After the spread of Christianity an issue emerged on whether it was permissible for a pregnant woman to be baptised before childbirth, due to uncertainty as to whether the fetus would be cobaptised with its mother. The Synod of Neo-Caesarea decided that the baptism of a pregnant woman in any stage of gestation did not include the fetus.[16] In the Middle Ages, fetal rights were closely associated with the concept of ensoulment. In some cases the fetus could also inherit or be in the order of succession. In the Byzantine Empire, fetus was regarded as a natural person and could inherit alongside blood descendants and slaves.[17] Byzantine Emperor Michael VIII Palaiologos allowed soldiers to transfer their pronoiai to their unborn children.[18] The unborn royals were increasingly granted the right to succession. In 1284, King of Scotland Alexander III designated his future unborn children as heirs presumptive by the act of parliament to avoid potential squabbles among loyal descendants of his lineage.[19] The 1315 entail of Scottish king Robert the Bruce allowed the unborn collateral individuals to be in line for the throne beyond his brother Edward and daughter Marjorie Bruce.[19] After the death of Albert II of Germany in 1439, his then-unborn son Ladislaus the Posthumous inherited his father's sovereign rights.[20] In 1536, the British Parliament gave the unborn children of Henry VIII and Jane Seymour precedence in the line of royal succession.[21] The medieval distinction between the ensouled and the unensouled fetus was removed after Pope Pius IX decreed in 1854 that the ensoulment of Virgin Mary occurred at conception.[22]

In 1751, a pamphlet "The Petition of the Unborn Babes to the Censors of the Royal College of Physicians of London" by physician Frank Nicholls was published, advocating fetal right to life and protection.

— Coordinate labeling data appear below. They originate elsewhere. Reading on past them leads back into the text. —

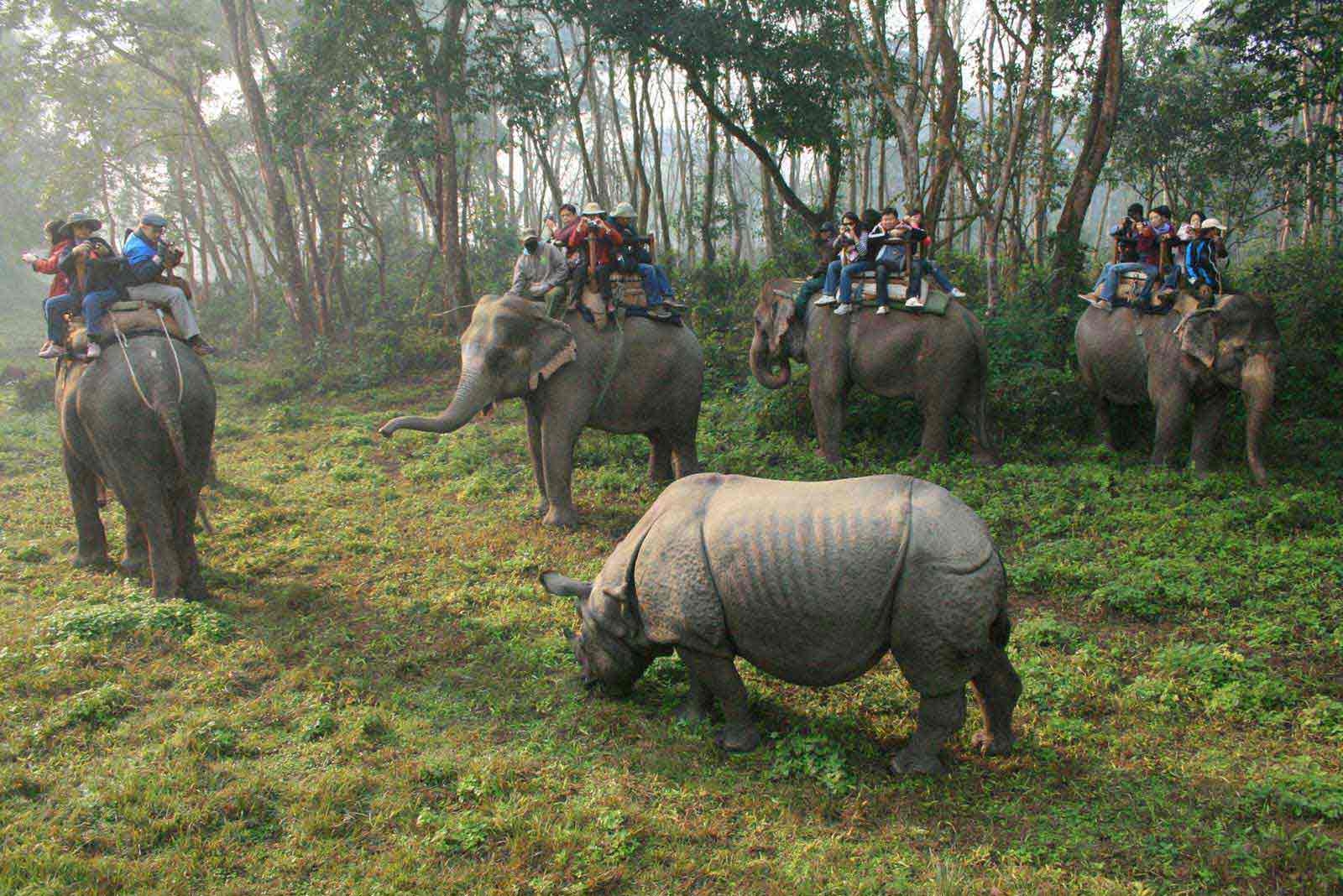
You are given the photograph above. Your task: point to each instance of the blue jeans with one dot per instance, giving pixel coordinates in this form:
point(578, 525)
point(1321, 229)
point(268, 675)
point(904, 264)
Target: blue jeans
point(96, 309)
point(846, 275)
point(656, 284)
point(53, 309)
point(917, 273)
point(1110, 278)
point(832, 278)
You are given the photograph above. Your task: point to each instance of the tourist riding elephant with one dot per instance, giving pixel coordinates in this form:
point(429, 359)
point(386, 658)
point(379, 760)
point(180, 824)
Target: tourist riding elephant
point(814, 584)
point(143, 421)
point(940, 361)
point(638, 378)
point(1179, 360)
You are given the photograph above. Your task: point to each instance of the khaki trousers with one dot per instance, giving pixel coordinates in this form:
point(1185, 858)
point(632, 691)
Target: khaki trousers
point(168, 297)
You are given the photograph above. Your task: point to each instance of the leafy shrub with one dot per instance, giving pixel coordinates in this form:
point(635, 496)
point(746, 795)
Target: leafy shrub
point(140, 613)
point(816, 757)
point(1045, 629)
point(1302, 789)
point(1215, 679)
point(34, 392)
point(96, 707)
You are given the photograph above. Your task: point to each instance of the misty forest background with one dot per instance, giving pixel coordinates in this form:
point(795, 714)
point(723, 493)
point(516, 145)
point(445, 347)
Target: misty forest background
point(378, 698)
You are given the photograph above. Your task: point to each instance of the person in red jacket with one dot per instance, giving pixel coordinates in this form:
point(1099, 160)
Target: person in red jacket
point(604, 239)
point(58, 300)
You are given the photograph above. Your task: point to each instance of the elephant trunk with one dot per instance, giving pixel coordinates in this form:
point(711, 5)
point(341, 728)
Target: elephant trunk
point(473, 394)
point(1257, 387)
point(762, 364)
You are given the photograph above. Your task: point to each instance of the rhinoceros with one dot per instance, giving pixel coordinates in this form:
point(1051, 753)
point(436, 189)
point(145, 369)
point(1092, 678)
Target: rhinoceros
point(812, 582)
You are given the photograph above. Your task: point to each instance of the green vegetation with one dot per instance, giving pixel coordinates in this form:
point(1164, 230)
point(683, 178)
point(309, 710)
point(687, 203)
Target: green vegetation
point(379, 698)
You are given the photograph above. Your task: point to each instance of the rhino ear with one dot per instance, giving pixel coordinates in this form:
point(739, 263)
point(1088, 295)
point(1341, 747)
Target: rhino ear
point(1199, 336)
point(566, 586)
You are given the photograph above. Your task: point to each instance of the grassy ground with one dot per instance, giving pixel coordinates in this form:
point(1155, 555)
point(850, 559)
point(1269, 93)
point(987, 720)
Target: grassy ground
point(379, 699)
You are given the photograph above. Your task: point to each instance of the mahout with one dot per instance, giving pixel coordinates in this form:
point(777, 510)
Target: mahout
point(813, 584)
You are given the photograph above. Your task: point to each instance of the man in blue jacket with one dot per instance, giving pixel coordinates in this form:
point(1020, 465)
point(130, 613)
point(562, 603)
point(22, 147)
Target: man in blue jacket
point(147, 258)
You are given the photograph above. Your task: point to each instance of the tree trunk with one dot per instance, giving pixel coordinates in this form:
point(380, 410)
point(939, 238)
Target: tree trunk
point(664, 228)
point(282, 221)
point(707, 215)
point(1100, 129)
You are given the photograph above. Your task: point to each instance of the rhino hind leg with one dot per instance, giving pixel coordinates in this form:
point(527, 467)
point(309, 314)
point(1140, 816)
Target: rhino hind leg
point(939, 719)
point(997, 688)
point(716, 676)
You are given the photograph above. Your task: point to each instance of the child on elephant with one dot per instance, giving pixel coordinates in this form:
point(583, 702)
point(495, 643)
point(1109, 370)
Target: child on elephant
point(57, 302)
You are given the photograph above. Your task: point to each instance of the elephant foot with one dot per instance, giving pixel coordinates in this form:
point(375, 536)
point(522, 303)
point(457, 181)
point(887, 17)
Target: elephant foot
point(561, 517)
point(738, 738)
point(692, 711)
point(993, 746)
point(91, 561)
point(911, 762)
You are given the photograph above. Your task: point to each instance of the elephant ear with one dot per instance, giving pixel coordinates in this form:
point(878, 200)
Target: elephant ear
point(1199, 336)
point(552, 347)
point(779, 320)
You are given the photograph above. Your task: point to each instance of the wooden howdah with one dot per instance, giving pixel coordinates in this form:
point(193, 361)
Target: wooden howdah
point(128, 317)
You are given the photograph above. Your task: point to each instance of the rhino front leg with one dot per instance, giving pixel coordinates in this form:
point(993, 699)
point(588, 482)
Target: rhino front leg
point(997, 688)
point(939, 719)
point(716, 676)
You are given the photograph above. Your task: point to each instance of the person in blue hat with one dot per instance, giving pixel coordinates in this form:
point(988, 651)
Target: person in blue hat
point(148, 257)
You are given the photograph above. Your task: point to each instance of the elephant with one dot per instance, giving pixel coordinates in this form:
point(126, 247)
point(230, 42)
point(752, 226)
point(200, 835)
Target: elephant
point(940, 361)
point(635, 378)
point(1194, 357)
point(144, 423)
point(813, 584)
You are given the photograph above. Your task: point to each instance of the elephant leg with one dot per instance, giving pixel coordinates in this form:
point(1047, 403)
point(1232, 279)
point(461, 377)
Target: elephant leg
point(84, 501)
point(1208, 427)
point(719, 678)
point(1100, 421)
point(1170, 423)
point(136, 562)
point(185, 541)
point(828, 404)
point(937, 411)
point(534, 447)
point(165, 564)
point(939, 719)
point(559, 435)
point(684, 452)
point(660, 457)
point(975, 414)
point(997, 690)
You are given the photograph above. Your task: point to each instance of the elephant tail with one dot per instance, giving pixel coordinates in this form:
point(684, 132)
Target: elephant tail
point(170, 418)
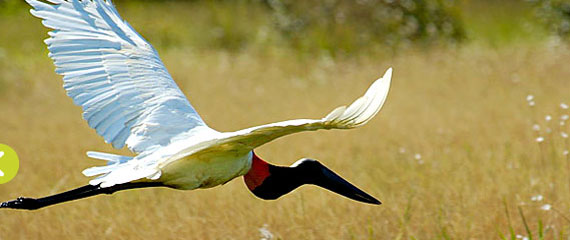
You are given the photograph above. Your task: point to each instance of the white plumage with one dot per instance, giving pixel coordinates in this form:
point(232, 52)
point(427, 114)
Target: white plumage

The pamphlet anticipated many of the arguments of the 21st century's pro-life movement.[23] In 1762, English jurist and judge William Blackstone wrote that an "infant in its mother's womb" could benefit from a legacy and receive an estate as if it were actually bom.[24] The fetus was thus considered a person for purposes of inheritance.[24] Similarly to the Roman law, the Napoleonic Code envisaged that if a woman becomes a widow, a male guardian should be appointed for her unborn child.[25]

In the 20th century and particularly after World War II fetal rights issues continued to develop. In 1948, the Declaration of Geneva was adopted which prior to amendments in 1983 and 2005, advised physicians to "maintain the utmost respect for human life from the time of its conception".[26] In 1967, American Bar Association Journal noted "the modern trend of legal decisions that grant every property and personal right to the unborn child, including the right to life itself, from conception on".[27] In 1975, while interpreting the right to life under the Basic Law of Germany, the Federal Constitutional Court opined that "life in the sense of historical existence of a human individual" exists "at least from the 14th day after conception (nidation, individuation)" and thus everyone's right to life under the Basic Law of Germany includes the unborn as human beings.[28] The 1980s witnessed the reappearance of fetal protection in the workplace, aimed at guarding fetal health in potentially hazardous working conditions.[29] In 1983, Ireland was one of the first countries in the world to constitutionalize a fetal right to life by passing the Eighth Amendment to the Constitution, later repealed in September 2018.[30]